A origem é boliviana, peruana ou brasileira, a cidade é São Paulo, o jardim é Japão. Na zona norte da capital, um pequeno estúdio de fundo de quintal recebe uma molecada com camisetas de times da NBA, botas de camurça ou tênis da Adidas e largas blusas de moletom – algumas peças de confecção própria. Garotos e garotas vão e voltam entre o espanhol e o português na mesma fala, na mesma letra. Eles são o Latam Esquad, o primeiro coletivo de rap latino-americano do Brasil.

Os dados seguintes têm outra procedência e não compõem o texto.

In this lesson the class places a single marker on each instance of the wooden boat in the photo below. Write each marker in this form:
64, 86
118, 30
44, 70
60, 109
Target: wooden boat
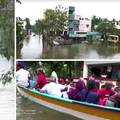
78, 109
56, 43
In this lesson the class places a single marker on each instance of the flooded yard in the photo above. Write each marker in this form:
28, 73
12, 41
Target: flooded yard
33, 49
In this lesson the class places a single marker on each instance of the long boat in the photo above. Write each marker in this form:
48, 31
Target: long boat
83, 110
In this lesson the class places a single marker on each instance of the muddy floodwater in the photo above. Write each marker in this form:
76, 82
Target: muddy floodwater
33, 48
28, 110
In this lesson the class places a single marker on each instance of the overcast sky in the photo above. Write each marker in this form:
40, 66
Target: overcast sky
34, 9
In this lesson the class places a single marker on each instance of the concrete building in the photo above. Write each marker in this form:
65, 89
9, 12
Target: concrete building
103, 67
78, 26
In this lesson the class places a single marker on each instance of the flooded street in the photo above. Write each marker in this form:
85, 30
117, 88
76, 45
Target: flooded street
7, 102
28, 110
33, 48
7, 93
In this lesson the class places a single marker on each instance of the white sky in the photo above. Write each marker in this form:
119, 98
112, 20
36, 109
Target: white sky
34, 9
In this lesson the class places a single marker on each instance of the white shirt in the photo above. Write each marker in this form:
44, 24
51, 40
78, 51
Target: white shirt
22, 77
54, 74
53, 89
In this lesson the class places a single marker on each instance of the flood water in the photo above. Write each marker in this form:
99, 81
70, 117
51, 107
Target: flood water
28, 110
33, 48
7, 93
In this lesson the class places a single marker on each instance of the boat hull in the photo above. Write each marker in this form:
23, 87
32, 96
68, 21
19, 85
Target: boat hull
78, 109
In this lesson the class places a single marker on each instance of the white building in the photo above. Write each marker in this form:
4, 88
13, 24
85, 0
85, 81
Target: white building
84, 24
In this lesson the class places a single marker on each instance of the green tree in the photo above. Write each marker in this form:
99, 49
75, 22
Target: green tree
52, 25
106, 27
28, 25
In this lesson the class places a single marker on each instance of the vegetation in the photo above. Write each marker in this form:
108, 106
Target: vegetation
7, 35
63, 68
104, 25
52, 25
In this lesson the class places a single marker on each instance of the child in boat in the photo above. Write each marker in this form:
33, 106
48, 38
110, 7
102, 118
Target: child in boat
114, 101
105, 93
54, 88
41, 80
54, 74
22, 76
90, 93
74, 92
117, 89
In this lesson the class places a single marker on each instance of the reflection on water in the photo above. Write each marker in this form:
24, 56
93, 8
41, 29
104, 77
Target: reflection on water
28, 110
7, 102
33, 48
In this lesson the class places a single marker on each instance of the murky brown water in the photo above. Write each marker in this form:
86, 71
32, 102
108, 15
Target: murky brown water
7, 93
33, 48
28, 110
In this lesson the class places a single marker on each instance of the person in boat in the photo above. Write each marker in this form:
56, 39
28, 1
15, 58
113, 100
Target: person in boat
90, 93
68, 82
52, 88
74, 92
54, 74
114, 101
22, 76
117, 88
106, 92
41, 79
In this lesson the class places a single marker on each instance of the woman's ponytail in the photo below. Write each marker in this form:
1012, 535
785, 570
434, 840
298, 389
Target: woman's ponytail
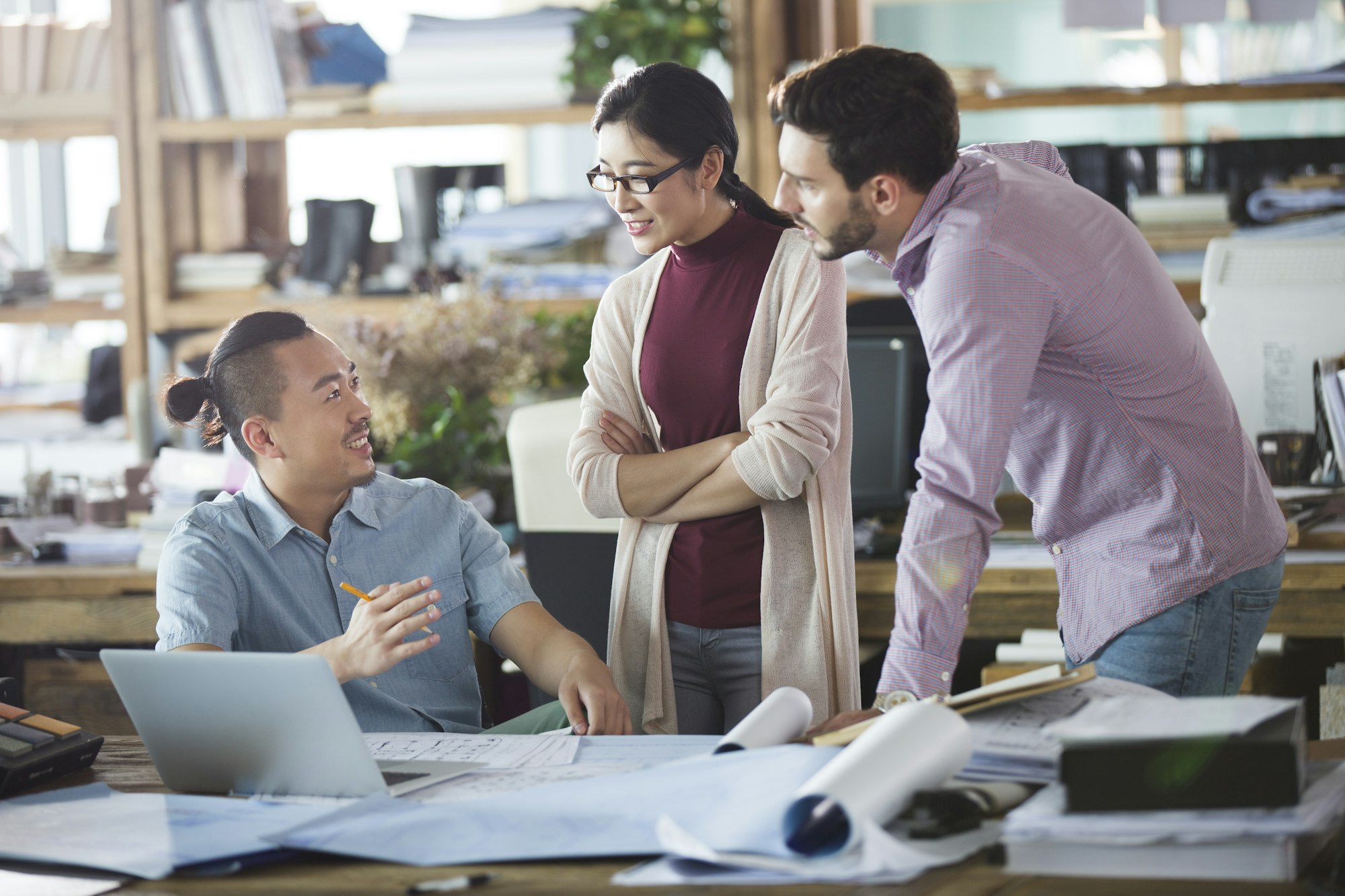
753, 202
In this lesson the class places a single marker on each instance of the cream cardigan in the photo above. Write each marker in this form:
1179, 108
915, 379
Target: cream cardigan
794, 396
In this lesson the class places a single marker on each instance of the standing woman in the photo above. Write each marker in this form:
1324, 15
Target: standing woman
718, 425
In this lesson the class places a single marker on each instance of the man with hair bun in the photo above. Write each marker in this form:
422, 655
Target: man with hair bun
262, 569
1059, 350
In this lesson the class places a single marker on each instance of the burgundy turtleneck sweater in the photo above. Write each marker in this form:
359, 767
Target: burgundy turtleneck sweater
691, 368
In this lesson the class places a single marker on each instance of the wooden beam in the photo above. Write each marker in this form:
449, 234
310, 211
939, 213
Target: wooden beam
135, 353
155, 260
79, 620
758, 53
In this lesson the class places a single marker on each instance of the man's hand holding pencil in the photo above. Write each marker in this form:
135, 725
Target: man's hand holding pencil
375, 641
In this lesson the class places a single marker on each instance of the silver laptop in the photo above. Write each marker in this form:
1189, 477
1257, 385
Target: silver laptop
239, 723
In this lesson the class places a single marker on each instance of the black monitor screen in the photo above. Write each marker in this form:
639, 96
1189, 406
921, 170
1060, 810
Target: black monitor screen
888, 373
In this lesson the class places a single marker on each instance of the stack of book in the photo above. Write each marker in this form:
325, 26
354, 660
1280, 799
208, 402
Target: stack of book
53, 69
1182, 222
514, 63
1207, 787
231, 58
216, 272
84, 275
972, 80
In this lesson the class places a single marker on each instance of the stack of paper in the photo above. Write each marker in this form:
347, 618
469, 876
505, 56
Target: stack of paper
1011, 741
209, 272
91, 544
514, 63
1253, 844
143, 834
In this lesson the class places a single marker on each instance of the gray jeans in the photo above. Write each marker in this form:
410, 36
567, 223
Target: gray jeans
716, 676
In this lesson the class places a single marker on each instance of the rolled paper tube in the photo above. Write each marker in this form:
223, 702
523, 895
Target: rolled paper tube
779, 719
911, 747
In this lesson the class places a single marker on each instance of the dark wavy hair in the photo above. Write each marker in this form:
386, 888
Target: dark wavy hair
241, 380
685, 114
879, 111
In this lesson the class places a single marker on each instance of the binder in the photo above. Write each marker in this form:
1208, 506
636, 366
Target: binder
1265, 767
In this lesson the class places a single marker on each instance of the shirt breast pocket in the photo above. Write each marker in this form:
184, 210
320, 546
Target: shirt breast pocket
453, 655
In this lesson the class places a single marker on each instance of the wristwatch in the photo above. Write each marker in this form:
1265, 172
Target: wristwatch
883, 702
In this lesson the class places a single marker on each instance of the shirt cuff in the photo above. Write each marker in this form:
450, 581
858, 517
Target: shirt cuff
915, 670
489, 612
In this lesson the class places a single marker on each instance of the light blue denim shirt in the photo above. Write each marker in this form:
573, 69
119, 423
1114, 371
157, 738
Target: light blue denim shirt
241, 575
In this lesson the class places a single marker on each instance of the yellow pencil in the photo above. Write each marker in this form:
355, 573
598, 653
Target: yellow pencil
364, 596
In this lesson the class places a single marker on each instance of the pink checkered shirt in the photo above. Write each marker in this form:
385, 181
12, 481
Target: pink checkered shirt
1061, 350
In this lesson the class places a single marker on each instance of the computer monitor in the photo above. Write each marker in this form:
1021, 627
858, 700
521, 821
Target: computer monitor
888, 373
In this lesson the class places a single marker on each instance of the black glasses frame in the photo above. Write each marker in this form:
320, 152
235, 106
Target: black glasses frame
650, 182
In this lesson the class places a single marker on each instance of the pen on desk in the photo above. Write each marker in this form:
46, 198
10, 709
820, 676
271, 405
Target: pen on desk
463, 881
364, 596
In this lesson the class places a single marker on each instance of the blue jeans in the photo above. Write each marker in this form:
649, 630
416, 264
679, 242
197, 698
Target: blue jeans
1204, 645
716, 676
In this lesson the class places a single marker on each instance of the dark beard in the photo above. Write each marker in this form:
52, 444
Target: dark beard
851, 235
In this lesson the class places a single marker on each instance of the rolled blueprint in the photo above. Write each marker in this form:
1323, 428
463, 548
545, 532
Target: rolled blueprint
779, 719
911, 747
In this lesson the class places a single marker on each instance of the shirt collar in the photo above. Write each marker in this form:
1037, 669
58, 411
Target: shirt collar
271, 522
922, 229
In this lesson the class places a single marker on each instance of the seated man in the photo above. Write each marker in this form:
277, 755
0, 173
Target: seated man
262, 569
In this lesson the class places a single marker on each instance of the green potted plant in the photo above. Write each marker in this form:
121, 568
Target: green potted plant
648, 32
438, 378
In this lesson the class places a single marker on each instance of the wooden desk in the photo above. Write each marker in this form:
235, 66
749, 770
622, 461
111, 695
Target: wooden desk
69, 604
126, 766
115, 604
1312, 600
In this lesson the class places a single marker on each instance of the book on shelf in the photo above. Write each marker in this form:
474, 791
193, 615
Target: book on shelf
44, 57
231, 58
37, 40
11, 54
63, 49
513, 63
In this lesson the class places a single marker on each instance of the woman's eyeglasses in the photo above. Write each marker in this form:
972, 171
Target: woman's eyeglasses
636, 184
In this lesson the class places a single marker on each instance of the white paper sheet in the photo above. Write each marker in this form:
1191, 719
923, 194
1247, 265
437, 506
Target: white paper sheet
143, 834
508, 780
910, 748
782, 717
1147, 717
21, 884
1011, 741
497, 751
645, 749
732, 801
883, 858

“A gente é uma família: se um não tem o troco pro busão ou pro rango, a gente junta”, me disse Bryan Rodriguez. Ele é o fundador do grupo com quase vinte jovens que se revezam como rappers, produtores e grafiteiros. No alto de seus vinte e poucos anos, eles versam sobre imigração, tráfico de pessoas, maternidade e preconceito em músicas que rolam nos encontros de hip-hop ou no SoundCloud. E as faixas saem dali mesmo, do estúdio amador onde a gente trocou uma ideia a base de muita catuaba e vinho de garrafa plástica.

Como havia duas garrafas pra um monte de gente, não deu pra ficar bêbado, mas foi difícil acompanhar a história do Latam Esquad em meio a tantas vozes de diferentes sotaques. “É algo inusitado”, disse Bryan. “É um coletivo mesclado porque também tem brasileiro fazendo rap em português e em espanhol.” A escolha do nome passa por essa ideia: Latam é abreviação de Latinoamerica e o E em Esquad dá um toque aportuguesado à palavra do inglês que significa esquadrão.

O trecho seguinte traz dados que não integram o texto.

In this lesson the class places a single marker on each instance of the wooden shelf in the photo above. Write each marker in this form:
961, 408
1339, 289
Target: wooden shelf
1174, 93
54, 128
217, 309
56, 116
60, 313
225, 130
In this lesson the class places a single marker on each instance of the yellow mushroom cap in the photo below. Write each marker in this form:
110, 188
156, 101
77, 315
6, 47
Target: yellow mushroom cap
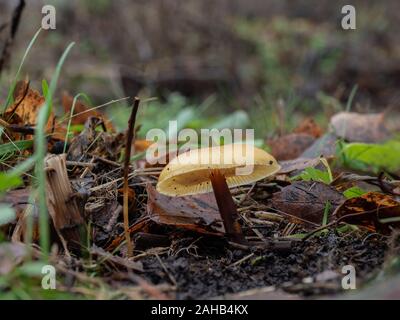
189, 173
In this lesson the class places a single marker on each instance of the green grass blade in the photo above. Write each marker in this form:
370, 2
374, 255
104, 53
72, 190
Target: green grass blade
15, 146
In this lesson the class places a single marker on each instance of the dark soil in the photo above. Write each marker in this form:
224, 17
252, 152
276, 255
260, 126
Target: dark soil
205, 270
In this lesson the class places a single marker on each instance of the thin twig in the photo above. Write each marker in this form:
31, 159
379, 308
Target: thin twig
16, 18
128, 149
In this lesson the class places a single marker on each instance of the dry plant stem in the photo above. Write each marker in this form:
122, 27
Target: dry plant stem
128, 148
226, 206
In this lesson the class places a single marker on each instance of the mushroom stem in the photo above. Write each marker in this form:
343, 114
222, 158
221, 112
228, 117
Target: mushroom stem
226, 206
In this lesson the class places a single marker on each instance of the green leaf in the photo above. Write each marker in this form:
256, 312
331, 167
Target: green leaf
353, 192
7, 214
313, 174
371, 156
15, 146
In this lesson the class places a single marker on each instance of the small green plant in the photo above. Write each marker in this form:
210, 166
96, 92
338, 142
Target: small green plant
354, 192
314, 174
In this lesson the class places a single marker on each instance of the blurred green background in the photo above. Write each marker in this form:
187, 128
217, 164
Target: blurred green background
261, 64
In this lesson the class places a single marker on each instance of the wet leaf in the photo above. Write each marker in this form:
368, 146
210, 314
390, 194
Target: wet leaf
375, 211
197, 213
305, 201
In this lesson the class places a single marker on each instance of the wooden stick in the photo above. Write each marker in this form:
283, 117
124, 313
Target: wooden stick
128, 148
226, 206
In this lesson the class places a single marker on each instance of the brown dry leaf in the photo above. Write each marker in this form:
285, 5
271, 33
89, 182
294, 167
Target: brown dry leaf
197, 213
308, 126
305, 201
29, 102
357, 127
290, 146
91, 142
371, 211
82, 112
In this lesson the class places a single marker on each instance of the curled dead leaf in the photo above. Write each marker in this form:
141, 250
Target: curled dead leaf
197, 213
305, 201
375, 211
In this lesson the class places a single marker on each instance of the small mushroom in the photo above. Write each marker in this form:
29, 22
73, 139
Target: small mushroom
217, 169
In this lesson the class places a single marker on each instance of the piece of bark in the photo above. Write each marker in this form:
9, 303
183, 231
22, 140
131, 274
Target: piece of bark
62, 206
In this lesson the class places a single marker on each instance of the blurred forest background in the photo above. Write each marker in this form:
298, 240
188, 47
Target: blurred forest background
264, 64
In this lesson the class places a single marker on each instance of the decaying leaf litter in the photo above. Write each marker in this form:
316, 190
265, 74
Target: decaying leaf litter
326, 208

O título e o próprio coletivo só passaram a existir depois de encontros presenciais ou virtuais. No Facebook, Bryan conheceu La Mil 8 Crew. “Ví um vídeo deles e achei da hora porque é difícil ver boliviano fazendo rap”. Dali a pouco tempo todos estariam juntos gravando o clipe da música “Somos Una Sola Raza“. Conhecidas de outros rolês, as irmãs bolivianas do Santa Mala se juntaram às gravações. E um show do Edi Rock apresentaria o Sujos Clã à gangue que se formava no fim de 2014. Só faltava o nome.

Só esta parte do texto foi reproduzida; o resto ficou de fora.